A Reactive Event Sourced Inventory Solution using AWS Serverless:

Achieve incredibly low latencies at any scale with properly architected AWS serverless offerings

The Agile Monkeys

Published in

The Agile Monkeys’ Journey

13 min readDec 28, 2018

Inventory, Event Sourcing, and Serverless

First, a bit of background on the touchpoints of this article.

Serverless

Serverless is both an industry buzzword and a category of hosted solutions that you’re likely already using if you are hosting in a public cloud. Serverless architecture is a design pattern where applications are made up of third-party services which eliminate the need for infrastructure management. It encompasses both Platform as a Service offerings (Sometimes called BaaS or Backend as a Service) as well as Function as a Service products like Lambda. AWS is the furthest along of any of the cloud providers in serverless technologies and offers a full complement of solutions including:

API Gateway (Proxy)
S3 (Storage)
Cognito (Authentication)
Lambda (Compute)
DynamoDB (Data Persistence)
SNS (Messaging)
Kinesis (Streaming)
AppSync (BaaS)
Step Functions (Workflows)

Again, it’s likely that you’re familiar with at least some of these technologies and it’s also likely that you never classified them as serverless… but that’s exactly what they are!

Inventory

One of the most important aspects of any e-commerce store is proper management of inventory. There isn’t a worse customer experience than allowing a user to add an item to their cart, checkout, pay, and then have to tell them that the item, in fact, isn’t really available.

Event Sourcing

Event sourcing is a way of storing data where all changes to the system are captured as a series of immutable events. Nothing is ever modified or deleted in our source of truth. Martin Fowler has an excellent blog post on this pattern (Martin Fowler has an excellent blog post on most things).
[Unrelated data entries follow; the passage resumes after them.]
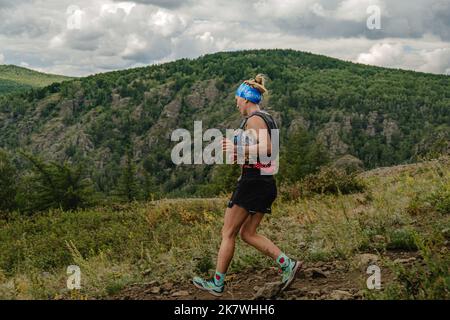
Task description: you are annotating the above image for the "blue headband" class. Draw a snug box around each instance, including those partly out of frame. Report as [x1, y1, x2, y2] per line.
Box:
[236, 83, 262, 104]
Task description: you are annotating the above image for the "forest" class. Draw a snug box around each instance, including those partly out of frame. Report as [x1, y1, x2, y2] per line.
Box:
[0, 49, 448, 213]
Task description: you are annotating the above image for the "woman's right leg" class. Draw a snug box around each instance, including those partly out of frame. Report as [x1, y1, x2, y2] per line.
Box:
[216, 204, 250, 273]
[193, 204, 249, 296]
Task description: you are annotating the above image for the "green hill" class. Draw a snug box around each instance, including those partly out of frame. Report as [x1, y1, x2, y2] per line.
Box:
[0, 49, 449, 199]
[0, 65, 72, 95]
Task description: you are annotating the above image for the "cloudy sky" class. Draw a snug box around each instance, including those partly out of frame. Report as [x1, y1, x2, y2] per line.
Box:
[0, 0, 449, 76]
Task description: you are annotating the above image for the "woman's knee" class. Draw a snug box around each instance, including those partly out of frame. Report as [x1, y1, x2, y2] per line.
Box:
[221, 226, 239, 240]
[239, 228, 256, 243]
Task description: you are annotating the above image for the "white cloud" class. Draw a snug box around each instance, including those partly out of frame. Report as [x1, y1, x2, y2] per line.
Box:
[357, 39, 450, 74]
[122, 34, 148, 58]
[148, 9, 187, 37]
[0, 0, 449, 76]
[253, 0, 317, 19]
[100, 1, 136, 16]
[418, 47, 450, 74]
[0, 53, 4, 64]
[357, 43, 404, 66]
[334, 0, 386, 22]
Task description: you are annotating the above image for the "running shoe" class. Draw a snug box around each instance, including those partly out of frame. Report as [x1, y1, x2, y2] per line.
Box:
[281, 260, 301, 291]
[192, 276, 224, 297]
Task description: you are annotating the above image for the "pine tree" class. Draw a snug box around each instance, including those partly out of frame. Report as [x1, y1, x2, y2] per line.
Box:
[116, 148, 139, 202]
[19, 151, 94, 212]
[0, 149, 18, 211]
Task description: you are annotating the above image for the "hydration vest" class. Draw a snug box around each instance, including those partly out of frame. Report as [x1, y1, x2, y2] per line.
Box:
[238, 110, 279, 136]
[234, 110, 279, 175]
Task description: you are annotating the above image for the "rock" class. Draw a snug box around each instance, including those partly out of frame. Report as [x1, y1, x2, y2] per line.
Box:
[147, 97, 182, 147]
[329, 290, 353, 300]
[382, 118, 400, 144]
[162, 282, 174, 292]
[171, 290, 189, 297]
[289, 117, 310, 134]
[313, 262, 325, 268]
[354, 253, 379, 269]
[309, 290, 321, 298]
[322, 264, 334, 271]
[147, 286, 161, 294]
[305, 268, 328, 279]
[253, 282, 283, 300]
[316, 121, 350, 156]
[253, 286, 260, 292]
[365, 111, 378, 137]
[296, 287, 310, 296]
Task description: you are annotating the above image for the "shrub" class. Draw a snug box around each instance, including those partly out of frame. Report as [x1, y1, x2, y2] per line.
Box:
[280, 166, 366, 200]
[195, 254, 214, 274]
[303, 166, 366, 195]
[427, 181, 450, 215]
[407, 180, 450, 216]
[373, 234, 449, 299]
[386, 228, 418, 251]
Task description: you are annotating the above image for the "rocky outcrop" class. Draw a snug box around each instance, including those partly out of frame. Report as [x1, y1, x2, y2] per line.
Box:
[185, 80, 220, 110]
[364, 111, 400, 144]
[147, 97, 182, 148]
[382, 118, 399, 144]
[316, 121, 349, 156]
[365, 111, 378, 137]
[289, 116, 310, 135]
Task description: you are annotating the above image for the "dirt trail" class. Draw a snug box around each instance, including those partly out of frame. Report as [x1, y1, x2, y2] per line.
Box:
[114, 251, 418, 300]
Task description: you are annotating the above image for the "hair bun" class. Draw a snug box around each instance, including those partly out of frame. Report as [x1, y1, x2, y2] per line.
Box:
[254, 74, 265, 86]
[243, 74, 268, 95]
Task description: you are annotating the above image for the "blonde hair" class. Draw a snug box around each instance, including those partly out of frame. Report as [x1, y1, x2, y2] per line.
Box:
[244, 73, 268, 95]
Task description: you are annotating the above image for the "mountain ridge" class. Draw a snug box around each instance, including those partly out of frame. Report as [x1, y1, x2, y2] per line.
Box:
[0, 49, 448, 198]
[0, 64, 73, 95]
E-Commerce Inventory Management as a Service… such an easy solve

Luckily this is a very easy problem to solve. You simply keep a table in your database called “inventory”. When a user tries to add an item to their cart, you make sure that the inventory for that item is non-zero. When they checkout, you decrement the inventory by one. The next user that comes to the site triggers the same check and if that previous user bought the last one then the item shows as sold out. Something like this:

Problem solved!

But wait.

The above works great when our shoppers are shopping serially. But that isn’t how shoppers shop :(. In a more realistic scenario we have the following:

So here both users add the item to their cart, attempt to check out, and then depending on our implementation either have a race condition where the first checkout wins or are both allowed to checkout and then subsequently one has their order cancelled. Not good.
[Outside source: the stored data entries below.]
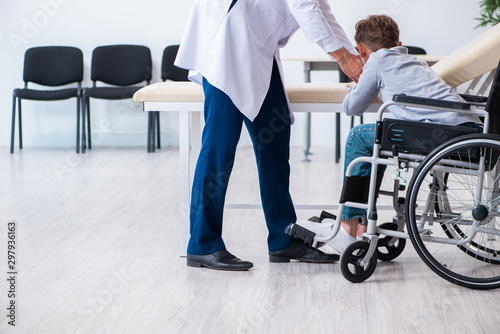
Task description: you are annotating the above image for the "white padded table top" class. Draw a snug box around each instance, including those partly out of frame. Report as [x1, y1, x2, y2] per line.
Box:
[133, 81, 382, 104]
[432, 23, 500, 88]
[133, 82, 204, 103]
[285, 82, 382, 103]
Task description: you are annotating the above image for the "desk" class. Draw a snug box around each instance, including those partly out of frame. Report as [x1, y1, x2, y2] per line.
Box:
[134, 81, 381, 254]
[282, 55, 445, 163]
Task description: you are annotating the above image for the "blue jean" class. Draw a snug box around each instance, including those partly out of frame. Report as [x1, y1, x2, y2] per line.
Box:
[188, 61, 296, 255]
[342, 123, 386, 222]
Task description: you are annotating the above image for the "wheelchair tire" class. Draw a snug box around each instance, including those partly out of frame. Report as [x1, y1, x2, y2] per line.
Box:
[376, 222, 406, 261]
[340, 241, 377, 283]
[406, 134, 500, 289]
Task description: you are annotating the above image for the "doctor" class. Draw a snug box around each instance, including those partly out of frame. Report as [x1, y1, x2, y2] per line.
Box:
[175, 0, 362, 271]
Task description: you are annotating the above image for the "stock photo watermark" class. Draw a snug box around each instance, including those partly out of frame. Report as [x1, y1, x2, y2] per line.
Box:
[8, 0, 74, 53]
[378, 0, 404, 16]
[6, 221, 18, 327]
[235, 299, 274, 333]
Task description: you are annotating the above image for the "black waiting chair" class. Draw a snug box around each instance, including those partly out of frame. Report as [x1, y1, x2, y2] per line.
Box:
[147, 45, 189, 152]
[11, 46, 84, 153]
[82, 44, 152, 153]
[162, 45, 189, 81]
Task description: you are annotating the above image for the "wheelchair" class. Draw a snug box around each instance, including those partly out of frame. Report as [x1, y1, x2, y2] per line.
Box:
[288, 71, 500, 290]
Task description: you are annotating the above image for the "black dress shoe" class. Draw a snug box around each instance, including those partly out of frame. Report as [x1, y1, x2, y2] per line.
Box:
[269, 240, 339, 263]
[186, 250, 253, 271]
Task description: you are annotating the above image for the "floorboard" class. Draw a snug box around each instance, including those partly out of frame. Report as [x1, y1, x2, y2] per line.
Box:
[0, 146, 499, 334]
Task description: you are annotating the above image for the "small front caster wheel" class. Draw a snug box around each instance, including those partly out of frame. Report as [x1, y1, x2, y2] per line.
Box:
[340, 241, 377, 283]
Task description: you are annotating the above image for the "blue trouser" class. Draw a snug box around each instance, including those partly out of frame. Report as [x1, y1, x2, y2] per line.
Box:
[187, 61, 296, 255]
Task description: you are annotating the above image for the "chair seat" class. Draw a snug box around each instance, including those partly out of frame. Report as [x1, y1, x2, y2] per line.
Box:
[86, 86, 144, 100]
[15, 88, 78, 101]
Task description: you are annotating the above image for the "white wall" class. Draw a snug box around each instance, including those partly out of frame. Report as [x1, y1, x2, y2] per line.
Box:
[0, 0, 488, 150]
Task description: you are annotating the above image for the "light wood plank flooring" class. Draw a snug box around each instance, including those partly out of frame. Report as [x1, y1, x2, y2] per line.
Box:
[1, 146, 499, 334]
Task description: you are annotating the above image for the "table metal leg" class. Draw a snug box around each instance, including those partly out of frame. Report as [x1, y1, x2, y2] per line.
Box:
[179, 111, 191, 256]
[302, 63, 312, 162]
[302, 112, 312, 162]
[336, 113, 341, 163]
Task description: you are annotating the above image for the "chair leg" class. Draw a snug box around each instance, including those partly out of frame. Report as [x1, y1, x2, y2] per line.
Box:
[81, 95, 87, 153]
[156, 112, 161, 149]
[149, 112, 157, 153]
[350, 115, 364, 129]
[336, 112, 341, 163]
[18, 98, 22, 150]
[76, 96, 81, 154]
[87, 96, 92, 150]
[151, 112, 156, 152]
[10, 94, 16, 154]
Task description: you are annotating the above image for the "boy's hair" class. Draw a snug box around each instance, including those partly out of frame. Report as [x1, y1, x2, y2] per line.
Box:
[354, 15, 400, 51]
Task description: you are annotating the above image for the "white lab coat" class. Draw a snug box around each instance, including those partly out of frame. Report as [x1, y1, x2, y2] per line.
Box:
[174, 0, 356, 122]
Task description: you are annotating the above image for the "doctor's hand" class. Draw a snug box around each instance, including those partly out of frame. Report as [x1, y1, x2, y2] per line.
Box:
[329, 48, 363, 83]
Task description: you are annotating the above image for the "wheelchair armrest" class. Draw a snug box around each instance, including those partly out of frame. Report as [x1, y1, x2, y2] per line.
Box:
[393, 94, 470, 110]
[459, 94, 488, 103]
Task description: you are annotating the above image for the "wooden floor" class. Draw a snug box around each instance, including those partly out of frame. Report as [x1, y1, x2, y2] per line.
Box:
[1, 146, 499, 334]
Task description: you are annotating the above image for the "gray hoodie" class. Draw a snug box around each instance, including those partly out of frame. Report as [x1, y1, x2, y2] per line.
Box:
[343, 46, 481, 125]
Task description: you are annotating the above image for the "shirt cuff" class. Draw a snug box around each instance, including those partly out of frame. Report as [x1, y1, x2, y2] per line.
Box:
[317, 35, 342, 54]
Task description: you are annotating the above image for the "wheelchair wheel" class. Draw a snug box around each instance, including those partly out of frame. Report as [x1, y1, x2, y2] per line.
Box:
[376, 222, 406, 261]
[406, 134, 500, 289]
[340, 241, 378, 283]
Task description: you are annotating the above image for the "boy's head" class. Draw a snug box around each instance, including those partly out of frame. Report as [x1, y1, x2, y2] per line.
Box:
[354, 15, 400, 53]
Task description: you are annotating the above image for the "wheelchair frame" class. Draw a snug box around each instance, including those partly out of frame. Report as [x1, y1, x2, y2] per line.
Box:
[306, 94, 500, 289]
Okay, but we can solve this! So instead of naively assuming we will have the inventory we originally retrieved indefinitely, we can “reserve” the inventory when it’s added to our cart. This involves some extra calls and extra processing and looks something like this:

Okay so now User 1 reserves inventory when it’s added to their cart and User 2 is properly told there’s none available. That’s great from a functional requirements perspective but now we’re running into some technical considerations. If we rely on the database to make sure that these operations are transactional then we need a strongly consistent datasource with the ability to lock rows in a table. This is fine for small loads but if we have a hot item in our store that a bunch of users is trying to buy simultaneously or a lot of traffic in general, then we’re going to start running into performance issues. Imagine it’s Cyber Monday and we have a great price on the latest video game system. We may get a hundred or even a thousand simultaneous attempts to reserve and purchase the same item. If we’re strongly consistent across our datasource then it’s going to be impossible to handle that kind of traffic (believe me… I’ve seen it!).

Not such a simple problem… so what can we do to solve it!?

One approach is to design an event sourced solution to the problem. The idea here is that everything besides the reservation itself will be handled asynchronously as a series of messages that are either commands or events. Additionally, we won’t worry about calculating the final state of our inventory as we process these messages, we’ll just record them as they come in. We’ll go into all the details and consideration below but here’s a diagram of our application:

Okay, there’s a lot here to unpack… so let’s go from top left to bottom right.

Modifying our inventory manually or when new shipments arrive

Our e-commerce store has a warehouse somewhere (either ours or someone else’s) and as the stock shows up in this warehouse we need to adjust our inventory. We also may do an audit from time to time or have returns, etc, and based on that an admin may want to adjust the inventory manually through a UI. Here’s is the first instance where we hit on two themes that we’ll return to again. These two themes are the reason we’ve made the design choices for our system that we have and are important to understand immediately:

1. The most important function in our store is selling things to as many customers as possible.

2. Life isn’t strongly consistent, so we don’t need to be either.

Let’s look at these two statements one at a time. The first tells us that since the most important thing we can do is successfully sell things to as many customers as possible that everything else is LESS important and should not get in the way of selling things to customers.

The second can best be illustrated with an example. Let’s say you’re at a coffee shop and you buy a coffee. This is a fancy coffee shop, the kind I like (you should like it too… good coffee is one of life’s pleasures). The way these places typically work is you place your order, they charge your credit card, and then they make your coffee. But let’s say that after you place your order and pay they suddenly run out of milk! Now, this hardly ever happens. I’m not sure it ever has to me. But it could.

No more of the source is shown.